Universal's Epic Universe represents a new vision for theme park design. When it opens (whenever that is), Universal Orlando's new theme park will complete a change in approach toward themed entertainment attractions that Universal Creative initiated when it opened The Wizarding World of Harry Potter at Islands of Adventure in 2010 and perfected with the debut of The Wizarding World of Harry Potter - Diagon Alley at Universal Studios Florida in 2014.
Universal executives disappointed many attentive theme park fans when they chose not to reveal an attraction line-up for Epic Universe when company and elected officials formally announced the park at the Orange County Convention Center yesterday. But the concept art that Universal released at the event provides enough clues to suggest that the new park will follow a template not yet seen at any major theme park in the United States.

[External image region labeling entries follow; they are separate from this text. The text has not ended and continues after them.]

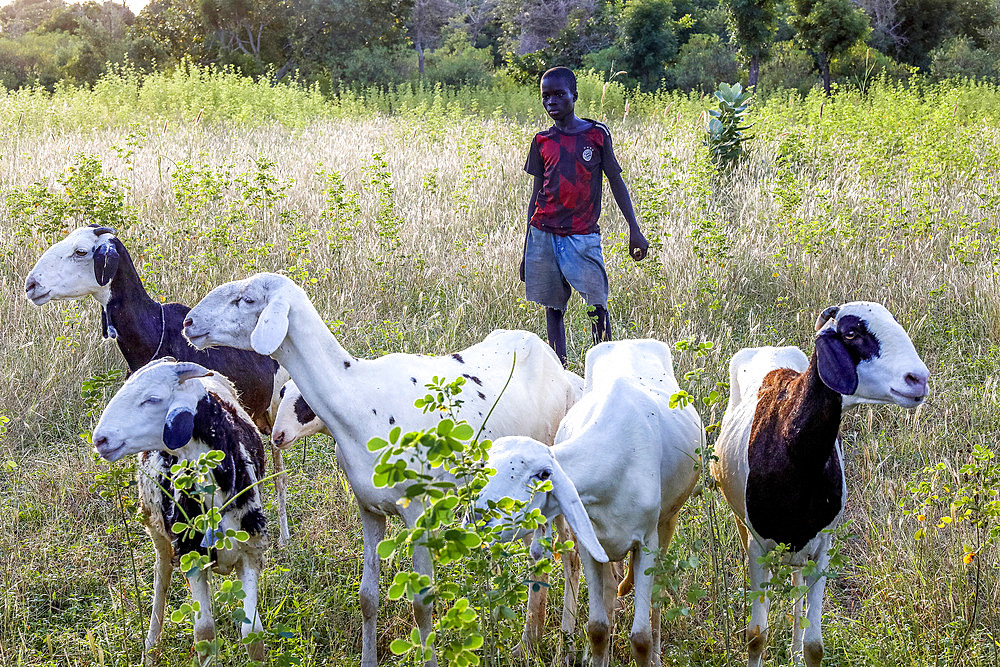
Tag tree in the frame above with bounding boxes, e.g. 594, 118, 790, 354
0, 0, 66, 39
726, 0, 778, 90
410, 0, 458, 75
200, 0, 285, 65
891, 0, 997, 70
622, 0, 679, 90
791, 0, 870, 95
500, 0, 595, 56
133, 0, 206, 65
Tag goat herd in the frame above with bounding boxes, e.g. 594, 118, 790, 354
25, 226, 928, 667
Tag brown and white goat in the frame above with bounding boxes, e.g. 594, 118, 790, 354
93, 358, 267, 660
712, 302, 928, 667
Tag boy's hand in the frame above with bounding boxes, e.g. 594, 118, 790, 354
632, 229, 649, 260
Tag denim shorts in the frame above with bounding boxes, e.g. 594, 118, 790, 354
524, 227, 608, 310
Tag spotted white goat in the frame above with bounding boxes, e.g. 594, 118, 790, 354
271, 380, 330, 449
712, 301, 928, 667
271, 371, 583, 449
93, 358, 267, 660
478, 340, 704, 667
184, 273, 575, 667
24, 225, 288, 545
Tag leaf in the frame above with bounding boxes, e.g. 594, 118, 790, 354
389, 639, 413, 655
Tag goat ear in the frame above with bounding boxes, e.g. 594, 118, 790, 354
551, 461, 608, 563
174, 361, 214, 383
163, 406, 194, 449
250, 298, 288, 356
94, 241, 119, 286
816, 330, 858, 396
816, 306, 840, 331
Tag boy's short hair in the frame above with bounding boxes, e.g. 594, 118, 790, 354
541, 67, 576, 95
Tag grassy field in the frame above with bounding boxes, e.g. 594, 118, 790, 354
0, 70, 1000, 665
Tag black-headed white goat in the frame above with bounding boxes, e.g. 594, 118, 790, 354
93, 358, 267, 660
712, 301, 928, 667
478, 340, 704, 667
271, 380, 330, 449
24, 225, 288, 545
184, 273, 576, 667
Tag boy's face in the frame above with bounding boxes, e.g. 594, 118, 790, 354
542, 76, 576, 121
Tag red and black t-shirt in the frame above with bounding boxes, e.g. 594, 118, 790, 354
524, 118, 622, 236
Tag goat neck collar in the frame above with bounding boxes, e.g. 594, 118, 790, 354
146, 303, 167, 363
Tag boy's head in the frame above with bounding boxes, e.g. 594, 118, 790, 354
541, 67, 576, 98
541, 67, 576, 125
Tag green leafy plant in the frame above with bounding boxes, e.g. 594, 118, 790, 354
703, 83, 753, 173
368, 377, 572, 667
4, 153, 136, 242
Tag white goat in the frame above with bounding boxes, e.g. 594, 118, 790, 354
178, 273, 575, 667
24, 225, 289, 546
712, 302, 928, 667
271, 380, 330, 449
271, 371, 583, 449
478, 340, 704, 667
93, 358, 267, 660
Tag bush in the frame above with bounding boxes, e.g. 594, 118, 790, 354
757, 40, 818, 95
667, 34, 742, 93
930, 36, 1000, 81
830, 43, 917, 90
424, 31, 493, 86
338, 45, 412, 86
0, 32, 83, 90
580, 46, 625, 76
621, 0, 678, 91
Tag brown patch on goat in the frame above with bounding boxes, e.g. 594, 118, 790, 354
746, 360, 844, 552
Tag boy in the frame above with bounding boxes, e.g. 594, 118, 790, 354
520, 67, 649, 366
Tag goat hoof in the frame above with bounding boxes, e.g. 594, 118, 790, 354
802, 642, 823, 667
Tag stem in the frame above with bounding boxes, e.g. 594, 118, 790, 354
118, 493, 146, 655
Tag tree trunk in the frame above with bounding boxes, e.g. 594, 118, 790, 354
747, 53, 760, 93
819, 51, 830, 97
413, 25, 424, 78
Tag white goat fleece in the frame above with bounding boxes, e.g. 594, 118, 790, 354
185, 273, 576, 667
271, 370, 583, 449
711, 302, 929, 667
479, 340, 704, 667
93, 357, 267, 660
271, 380, 330, 449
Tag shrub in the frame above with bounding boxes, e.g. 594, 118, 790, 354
930, 36, 1000, 81
338, 45, 411, 86
667, 34, 740, 93
757, 40, 816, 95
0, 32, 83, 90
830, 43, 917, 90
424, 31, 493, 86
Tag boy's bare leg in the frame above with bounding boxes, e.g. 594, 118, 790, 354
545, 308, 566, 367
587, 306, 611, 345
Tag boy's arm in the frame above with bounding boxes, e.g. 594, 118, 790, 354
517, 176, 544, 283
605, 172, 649, 262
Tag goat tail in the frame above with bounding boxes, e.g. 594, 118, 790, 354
618, 553, 635, 597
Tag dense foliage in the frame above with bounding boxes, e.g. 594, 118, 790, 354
0, 0, 1000, 94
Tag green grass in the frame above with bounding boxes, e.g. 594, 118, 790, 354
0, 70, 1000, 665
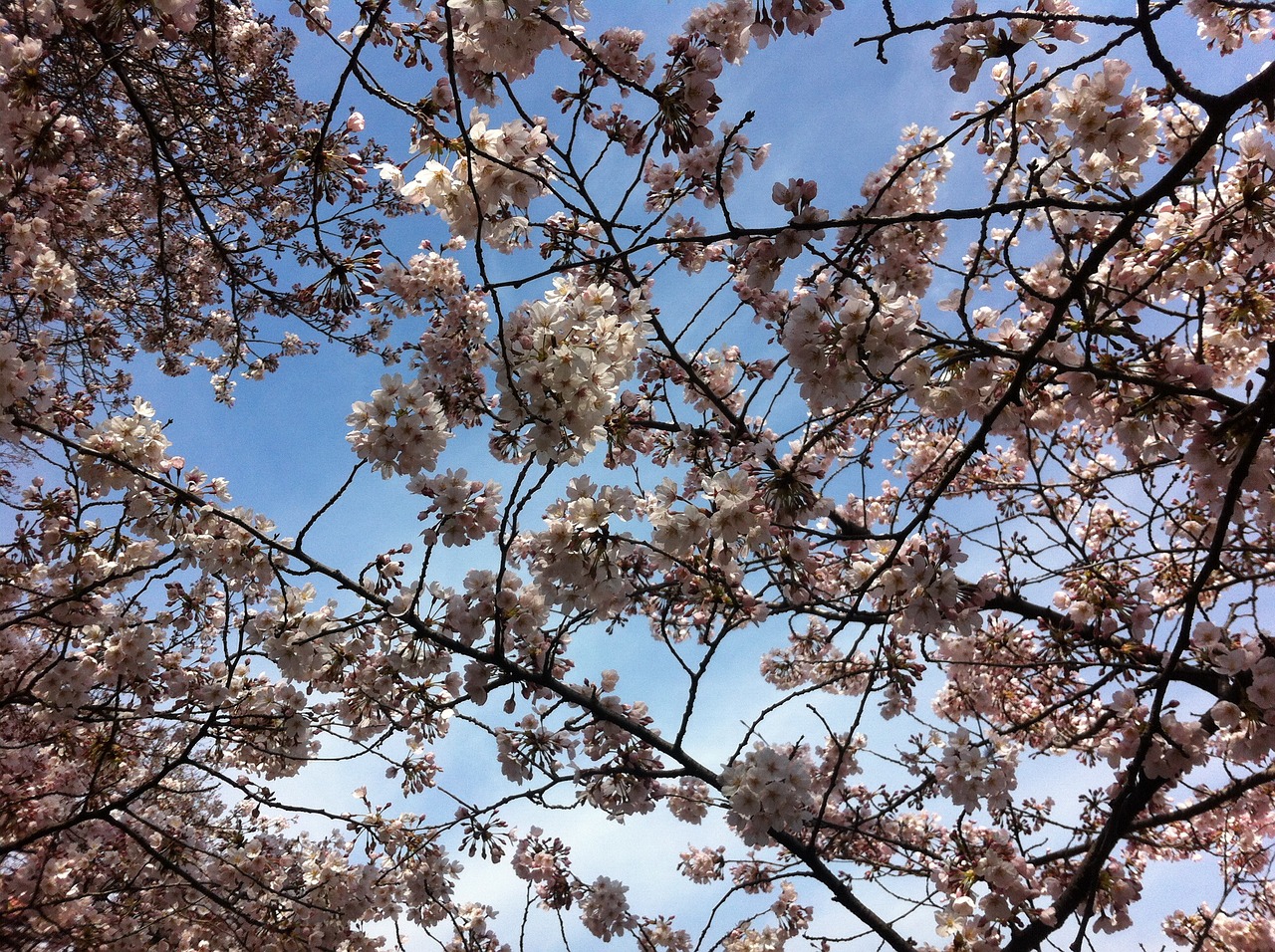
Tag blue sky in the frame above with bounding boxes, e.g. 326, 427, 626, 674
120, 0, 1275, 949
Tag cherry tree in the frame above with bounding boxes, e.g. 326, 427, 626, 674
0, 0, 1275, 952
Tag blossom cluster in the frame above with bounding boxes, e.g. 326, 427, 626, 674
496, 278, 647, 464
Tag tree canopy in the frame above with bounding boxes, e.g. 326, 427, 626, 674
0, 0, 1275, 952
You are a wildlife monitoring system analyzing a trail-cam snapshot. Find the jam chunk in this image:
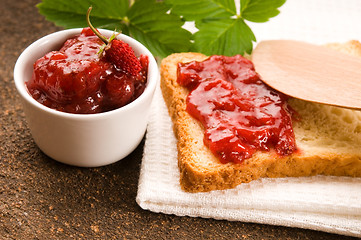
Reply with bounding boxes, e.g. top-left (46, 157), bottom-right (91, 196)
top-left (26, 28), bottom-right (148, 114)
top-left (177, 55), bottom-right (296, 163)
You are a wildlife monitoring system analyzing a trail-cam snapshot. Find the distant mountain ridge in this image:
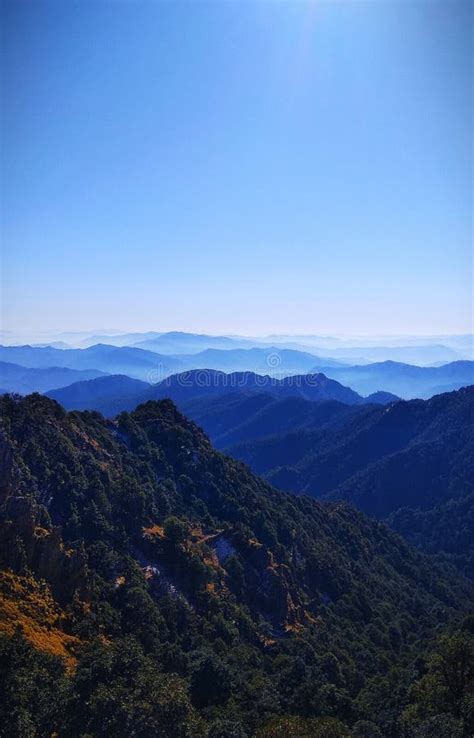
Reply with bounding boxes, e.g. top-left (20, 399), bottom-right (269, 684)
top-left (321, 361), bottom-right (474, 400)
top-left (0, 361), bottom-right (105, 395)
top-left (226, 387), bottom-right (474, 576)
top-left (47, 369), bottom-right (392, 416)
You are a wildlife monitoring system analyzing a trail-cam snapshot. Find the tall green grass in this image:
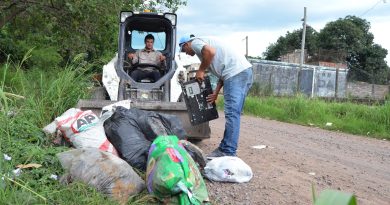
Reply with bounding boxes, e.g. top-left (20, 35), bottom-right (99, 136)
top-left (0, 53), bottom-right (158, 204)
top-left (218, 95), bottom-right (390, 140)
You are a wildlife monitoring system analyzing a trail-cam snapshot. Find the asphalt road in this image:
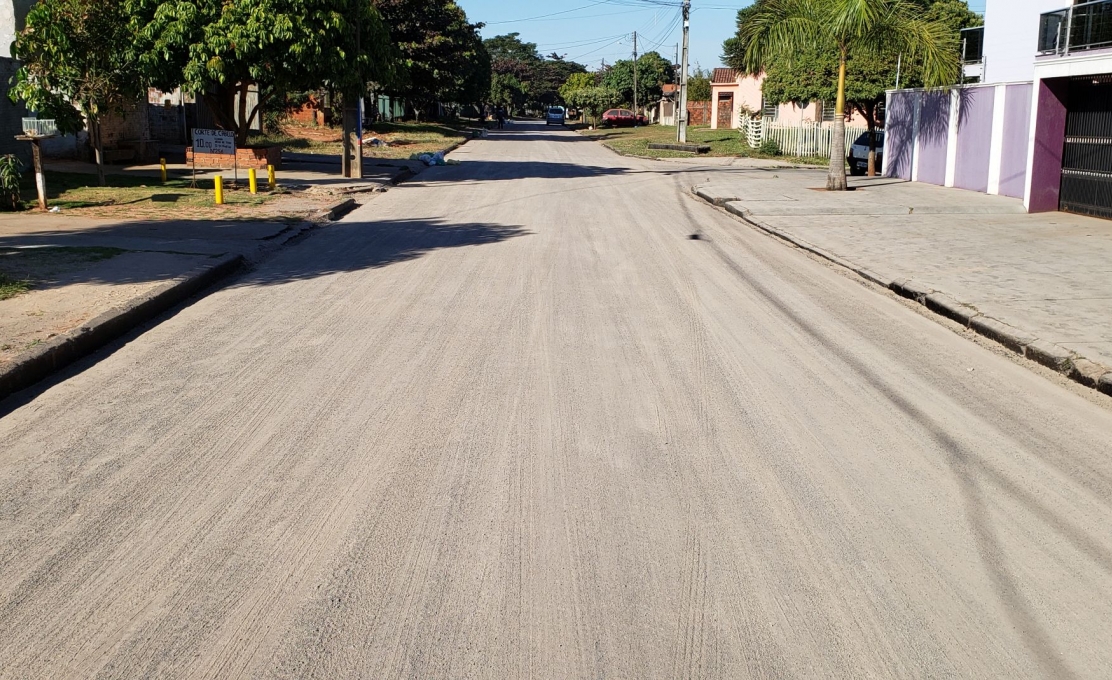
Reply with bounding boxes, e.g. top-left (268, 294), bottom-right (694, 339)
top-left (0, 126), bottom-right (1112, 678)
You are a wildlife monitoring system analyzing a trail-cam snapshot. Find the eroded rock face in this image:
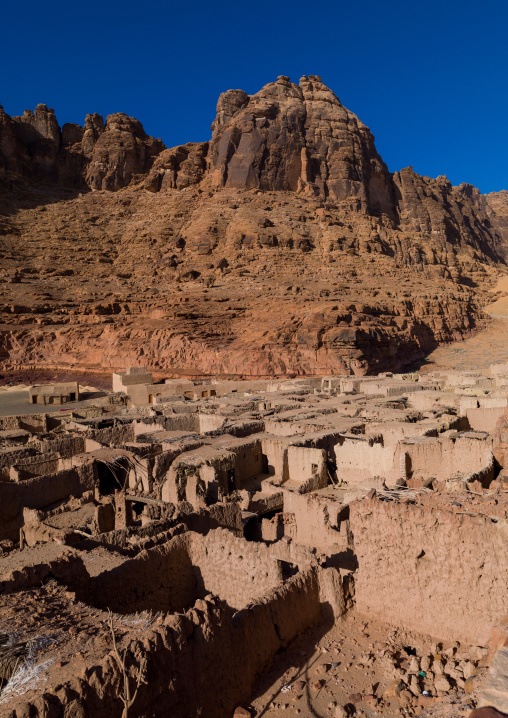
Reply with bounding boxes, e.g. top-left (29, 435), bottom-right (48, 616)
top-left (209, 75), bottom-right (393, 215)
top-left (0, 105), bottom-right (165, 190)
top-left (85, 112), bottom-right (164, 191)
top-left (0, 75), bottom-right (508, 376)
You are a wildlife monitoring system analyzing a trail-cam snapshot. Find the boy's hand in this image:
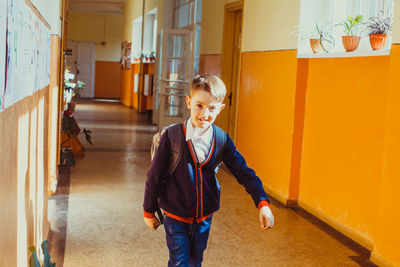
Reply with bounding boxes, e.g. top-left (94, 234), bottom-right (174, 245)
top-left (144, 217), bottom-right (161, 230)
top-left (260, 206), bottom-right (274, 230)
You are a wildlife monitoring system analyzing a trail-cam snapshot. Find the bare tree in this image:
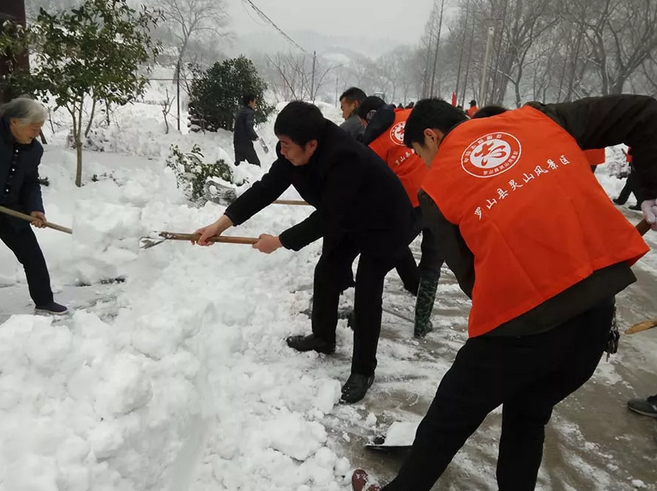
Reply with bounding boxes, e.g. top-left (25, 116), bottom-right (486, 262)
top-left (151, 0), bottom-right (231, 79)
top-left (564, 0), bottom-right (657, 94)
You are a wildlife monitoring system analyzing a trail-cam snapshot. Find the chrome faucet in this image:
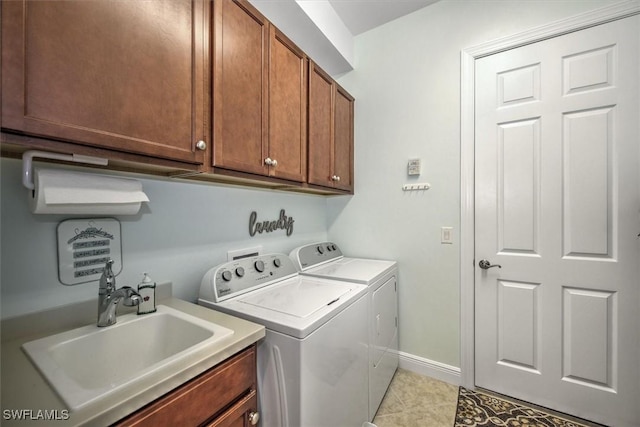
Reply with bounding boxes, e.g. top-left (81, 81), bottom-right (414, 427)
top-left (98, 259), bottom-right (142, 326)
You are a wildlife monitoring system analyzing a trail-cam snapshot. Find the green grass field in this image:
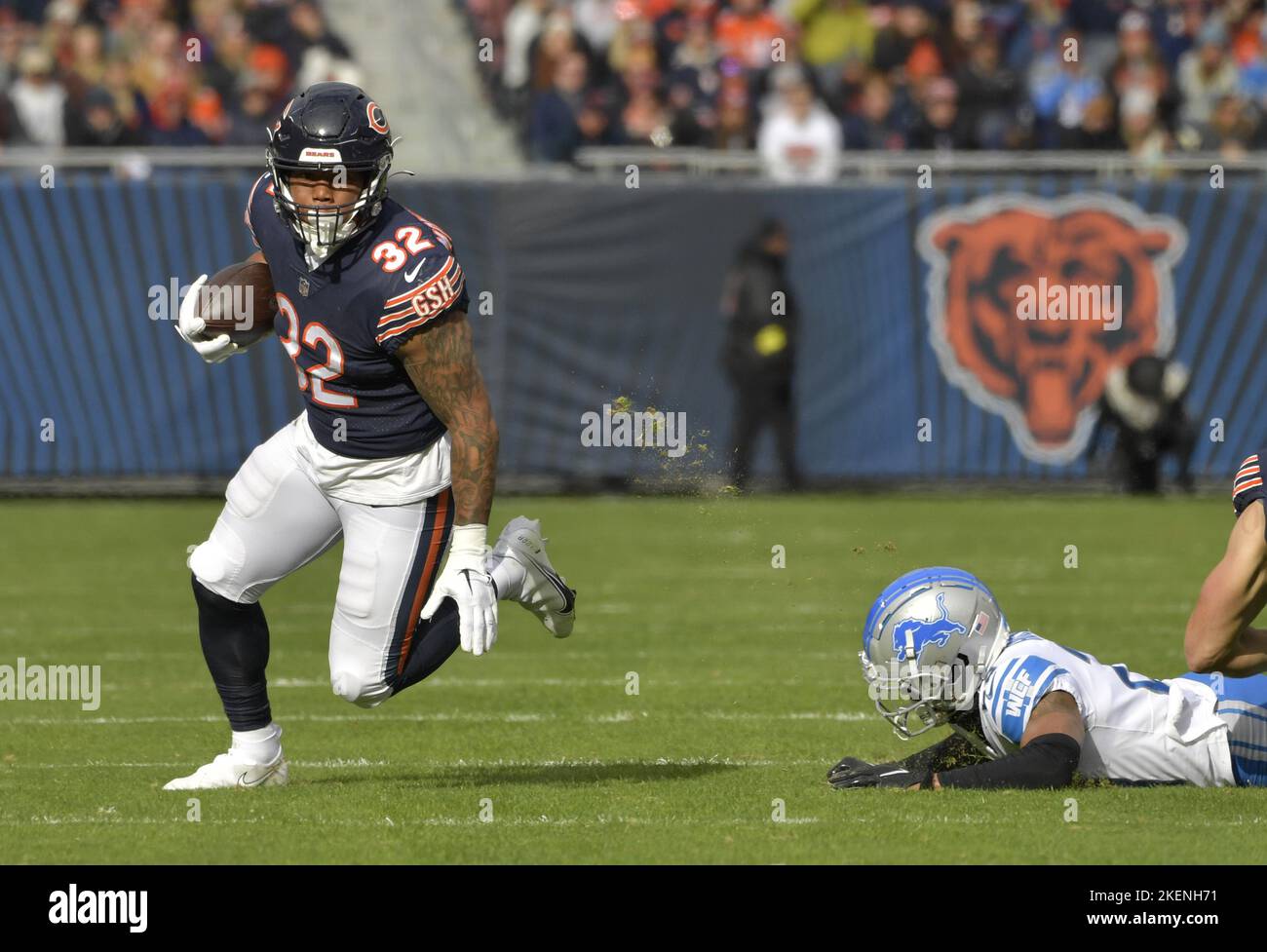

You can see the high resolution version of Universal's Epic Universe concept art by clicking the image above. The main entrance to the park appears to be at the lower left, where you can see a reproduction of the entry arches familiar to visitors of other Universal Studios theme parks. The far side of the park appears to be dominated by a large hotel that evoke the Universal Studios-branded hotel announced for the upcoming Universal Studios Beijing.
In between, Epic Universe dispenses with theme parks' traditional hub-and-spoke and lake promenade design structures in favor of building the park around three sequential circles, with water elements filling the middle of each. The first "circle," at the park's main entry, is a bit... rough, but offers what likely will be shopping and dining accessed from covered promenades and open plazas.
But what struck me first about Epic Universe's design is that none of its lands connects with each other. You must return to the central circles to go from one land to another. Not only that, but several lands include walls around their perimeter, completely blocking views from outside the land.
Even traditional hub-and-spoke designs, such as Disneyland's, usually offer some outer rim that allows you to walk from land to land without having to return to the hub. Epic Universe does not. This isolates each land, casting each as a self-contained thematic world.
And the Epic Universe concept art further suggests that each of these lands will be themed to a single IP. The color palette and architectural style is consistent within each depicted land, suggesting a coherence in theme not typically found in lands that collect multiple IP.
Imagine it. For the first time in a major American theme park, we have a design where each land reflects a single, immersive IP. The TL;DR? Universal's Epic Universe is a park of nothing but Diagon Alleys. It is theme park design taken to 11.
Universal and rival Disney have been heading in this direction since the opening of the first Wizarding World, with Disney countering with its own single IP lands: Cars Land, Pandora: The World of Avatar, Toy Story Land, and now Star Wars: Galaxy's Edge. But each of those lands went into existing theme parks that were built around more loosely defined lands. As such, the single-IP lands stood out for their different approach.
By starting from scratch with a new park, Universal Creative finally can give us a theme park unburdened by design conventions of the past. Outside of the United States, Thinkwell delivered an implementation of this design approach with its Warner Bros. World Abu Dhabi, an indoor theme park devoted to Warner Bros.' animation franchises that organized its lands around individual IPs.
Warner Bros. World doesn't quite complete that vision, as Dynamite Gulch dilutes its Roadrunner theme with the inclusion of rides themed to Marvin the Martian and The Jetsons. (The "Area 51-and-a-half" explanation is a nice touch, though - see link above.) In addition, while Cartoon Junction offers a brilliant story to bring together several Looney Tunes franchises, it does not recreate an established location within the canon. Though, to be fair, we cannot be certain that Universal Creative won't also pull a Batuu and invent some new locations within its Epic Universe.
Universal's concept art includes two and possibly three obvious expansion pads, giving Universal Creative the flexibility to make additions that might fundamentally alter the design approach suggested by this first public version of its concept. And one of the reasons why Universe did not reveal an attraction line-up for the park yesterday might be that such a line-up is not yet available. We will dive deeper this weekend into the timing of Epic Universe's development, but I would not be surprised that design work for the park remains ongoing. With so much site preparation still to be done, this park isn't something that Universal is going to take vertical tomorrow in a mad dash to swift completion, like its eye-opening Transformers construction in Universal Studios Florida a few years back.
So, as is always the case when analyzing theme park concept art, things can change. But, for now, this concept art should give theme park fans hope that Universal Orlando's new theme park not only will be epic... it just might be revolutionary.